Che per un partito andare al potere sia come un battesimo, con tanto di regali degli invitati, lo ha capito bene Raffaele Lombardo, padre-padrone dell’Mpa, che da quando è diventato governatore della Sicilia e alleato di governo della destra ha fatto l’en plein. Nel 2007 nessun contributo di peso, un anno dopo 665 mila euro. Primo fan del medico siciliano è Maurizio Zamparini, presidente del Palermo calcio, con due versamenti da 100 mila euro l’uno. E si capisce: i suoi interessi nell’isola sono molteplici, visto che nel capoluogo sta per costruire un grosso centro commerciale, e in più vorrebbe gestire il progetto di un nuovo stadio.
Va di magra, invece, a chi esce dalla stanza dei bottoni. È successo a Lamberto Dini, che quando risultava decisivo per le sorti del governo Prodi aveva ricevuto dall’imprenditore Davide Cincotti 295 mila euro. E ora che è intruppato nel Pdl gli tocca accontentarsi delle briciole (appena 100 mila). Idem per i Ds senesi. Quando il centrosinistra guidava il Paese, Giuseppe Mussari (capo del Monte Paschi) donava loro 162.500 euro, cifra che poi nel 2008 si è ridotta a meno della metà.
A volte lobbista e politico sono anime gemelle, altre una strana coppia. Come l’antiberlusconiano ante litteram, Antonio Di Pietro, che ha intascato 50 mila euro da Sei Tv, una società televisiva milanese. Dalla visura camerale salta fuori che la proprietaria è tale Tiziana Grilli, moglie di Raimondo Lagostena Bassi, reuccio delle tv locali grazie al circuito Odeon. Lagostena però è uomo che fa affari col Cavaliere (visto che mandava in onda la defunta Tv delle libertà della Brambilla), ed è anche editore di Telepadania (non a caso ha foraggiato anche la Lega con 60 mila euro). Allora con Di Pietro che c’azzecca?

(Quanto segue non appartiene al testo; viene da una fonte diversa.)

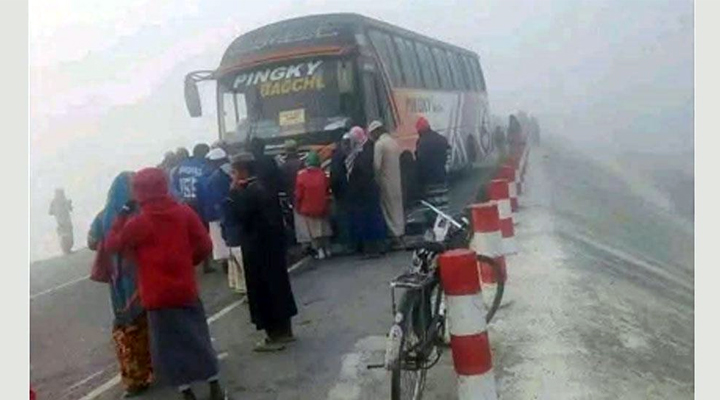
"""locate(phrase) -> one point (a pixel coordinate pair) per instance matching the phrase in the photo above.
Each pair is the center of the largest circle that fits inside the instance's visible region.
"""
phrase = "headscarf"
(150, 184)
(357, 138)
(422, 125)
(312, 159)
(118, 195)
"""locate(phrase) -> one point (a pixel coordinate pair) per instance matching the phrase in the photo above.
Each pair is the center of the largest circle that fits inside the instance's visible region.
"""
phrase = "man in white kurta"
(387, 172)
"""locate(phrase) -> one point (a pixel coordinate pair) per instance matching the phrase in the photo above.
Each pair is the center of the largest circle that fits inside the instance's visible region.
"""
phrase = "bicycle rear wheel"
(408, 375)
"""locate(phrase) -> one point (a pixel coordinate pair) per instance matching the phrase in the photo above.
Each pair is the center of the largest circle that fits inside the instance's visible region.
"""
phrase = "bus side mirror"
(192, 97)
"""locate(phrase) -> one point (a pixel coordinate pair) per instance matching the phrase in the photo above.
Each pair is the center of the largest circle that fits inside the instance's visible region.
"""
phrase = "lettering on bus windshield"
(422, 105)
(285, 79)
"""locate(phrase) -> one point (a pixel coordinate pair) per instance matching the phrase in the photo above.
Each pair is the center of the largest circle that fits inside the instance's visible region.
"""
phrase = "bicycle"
(417, 337)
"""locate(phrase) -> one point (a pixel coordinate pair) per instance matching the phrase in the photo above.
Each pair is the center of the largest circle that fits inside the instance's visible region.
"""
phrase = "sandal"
(135, 391)
(266, 346)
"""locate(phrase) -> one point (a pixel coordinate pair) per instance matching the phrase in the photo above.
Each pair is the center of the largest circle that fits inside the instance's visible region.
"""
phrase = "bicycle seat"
(433, 247)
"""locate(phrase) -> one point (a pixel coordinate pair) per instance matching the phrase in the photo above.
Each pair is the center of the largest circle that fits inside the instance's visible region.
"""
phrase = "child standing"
(312, 189)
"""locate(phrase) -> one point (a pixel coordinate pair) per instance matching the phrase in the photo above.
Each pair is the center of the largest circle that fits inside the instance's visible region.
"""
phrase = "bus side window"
(467, 61)
(479, 74)
(386, 114)
(388, 56)
(457, 78)
(427, 67)
(372, 112)
(443, 68)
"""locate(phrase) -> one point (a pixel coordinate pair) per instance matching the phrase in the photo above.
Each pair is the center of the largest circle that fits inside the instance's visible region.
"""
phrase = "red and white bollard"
(508, 173)
(468, 331)
(499, 191)
(487, 241)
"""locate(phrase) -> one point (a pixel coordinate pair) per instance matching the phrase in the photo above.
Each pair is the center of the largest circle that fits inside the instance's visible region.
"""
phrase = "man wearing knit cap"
(431, 155)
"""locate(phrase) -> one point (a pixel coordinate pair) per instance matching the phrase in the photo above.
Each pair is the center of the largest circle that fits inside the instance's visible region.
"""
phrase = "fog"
(106, 77)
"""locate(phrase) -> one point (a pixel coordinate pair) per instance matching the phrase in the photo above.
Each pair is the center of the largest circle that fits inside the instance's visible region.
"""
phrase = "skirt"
(180, 345)
(236, 271)
(132, 346)
(367, 223)
(308, 229)
(220, 249)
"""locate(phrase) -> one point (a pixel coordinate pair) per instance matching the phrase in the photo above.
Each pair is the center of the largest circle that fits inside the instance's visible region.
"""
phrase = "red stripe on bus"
(458, 272)
(252, 61)
(487, 273)
(485, 217)
(506, 227)
(471, 354)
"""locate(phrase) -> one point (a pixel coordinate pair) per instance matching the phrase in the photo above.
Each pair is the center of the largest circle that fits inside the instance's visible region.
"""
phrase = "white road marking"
(116, 379)
(102, 388)
(355, 380)
(56, 288)
(82, 382)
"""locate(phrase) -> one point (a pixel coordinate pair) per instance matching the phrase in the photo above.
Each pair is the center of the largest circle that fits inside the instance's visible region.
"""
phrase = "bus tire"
(472, 149)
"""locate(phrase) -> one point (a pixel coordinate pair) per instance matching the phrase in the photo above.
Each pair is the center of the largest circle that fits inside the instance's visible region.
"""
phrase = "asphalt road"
(599, 304)
(70, 319)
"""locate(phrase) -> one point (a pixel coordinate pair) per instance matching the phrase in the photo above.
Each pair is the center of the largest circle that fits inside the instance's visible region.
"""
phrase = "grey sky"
(106, 77)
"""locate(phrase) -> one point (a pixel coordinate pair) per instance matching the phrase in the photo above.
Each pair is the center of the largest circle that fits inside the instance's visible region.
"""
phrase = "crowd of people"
(222, 210)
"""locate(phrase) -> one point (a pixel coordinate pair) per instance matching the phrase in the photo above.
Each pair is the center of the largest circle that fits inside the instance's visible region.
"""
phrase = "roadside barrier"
(487, 241)
(508, 172)
(469, 339)
(499, 191)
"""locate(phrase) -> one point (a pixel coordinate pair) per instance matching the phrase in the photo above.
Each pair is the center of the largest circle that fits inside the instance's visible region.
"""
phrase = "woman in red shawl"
(168, 240)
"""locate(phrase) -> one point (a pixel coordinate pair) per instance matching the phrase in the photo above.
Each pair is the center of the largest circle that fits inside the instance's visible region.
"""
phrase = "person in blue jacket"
(211, 195)
(189, 176)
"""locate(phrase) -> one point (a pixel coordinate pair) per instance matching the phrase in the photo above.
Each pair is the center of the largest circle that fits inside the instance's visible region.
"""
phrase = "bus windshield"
(286, 99)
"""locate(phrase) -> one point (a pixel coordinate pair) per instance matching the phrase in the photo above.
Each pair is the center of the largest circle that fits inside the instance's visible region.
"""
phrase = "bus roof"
(325, 33)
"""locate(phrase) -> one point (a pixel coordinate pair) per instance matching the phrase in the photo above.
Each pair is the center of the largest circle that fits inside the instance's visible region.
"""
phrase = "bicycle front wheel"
(408, 373)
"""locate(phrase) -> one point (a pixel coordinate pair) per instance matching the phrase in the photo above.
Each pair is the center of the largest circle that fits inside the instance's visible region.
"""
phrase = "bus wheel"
(472, 149)
(408, 174)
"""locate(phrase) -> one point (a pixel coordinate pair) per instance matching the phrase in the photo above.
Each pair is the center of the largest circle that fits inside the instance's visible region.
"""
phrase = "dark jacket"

Curioso pure il finanziamento di 60 mila euro alla campagna elettorale di Gianni Alemanno da parte della Snai, società di scommesse. Anche se in fondo al sindaco di Roma l’azzardo non dispiace, visto che da tempo preme per un casinò nella capitale. Ancora, c’è lo strano caso dell’onorevole Sergio De Gregorio, che invece di finanziare la propria televisione (Italiani nel mondo reti televisive”, società che gestisce una tv satellitare e web) riceve dalla stessa quasi 75 mila euro.
Infine c’è il finanziamento al partito che diventa “lessico famigliare”. Stiamo parlando dell’Udc di Pier Ferdinando Casini, che lo scorso anno ha potuto contare su 2.210.000 euro (seconda sola a Forza Italia), l’80 per cento dei quali proviene da un’unica fonte: l’immobiliarista Francesco Gaetano Caltagirone. Un bel po’ di soldi, ma spezzettati in 18 tranche da 100 mila, perché così il suocero ci ha anche risparmiato su. Esiste infatti una norma studiata ad hoc perché i partiti calamitino soldi dai privati: chi dona fino a 103 mila euro può scaricare dalle tasse il 19 per cento dell’importo, molto di più rispetto a un’associazione qualsiasi.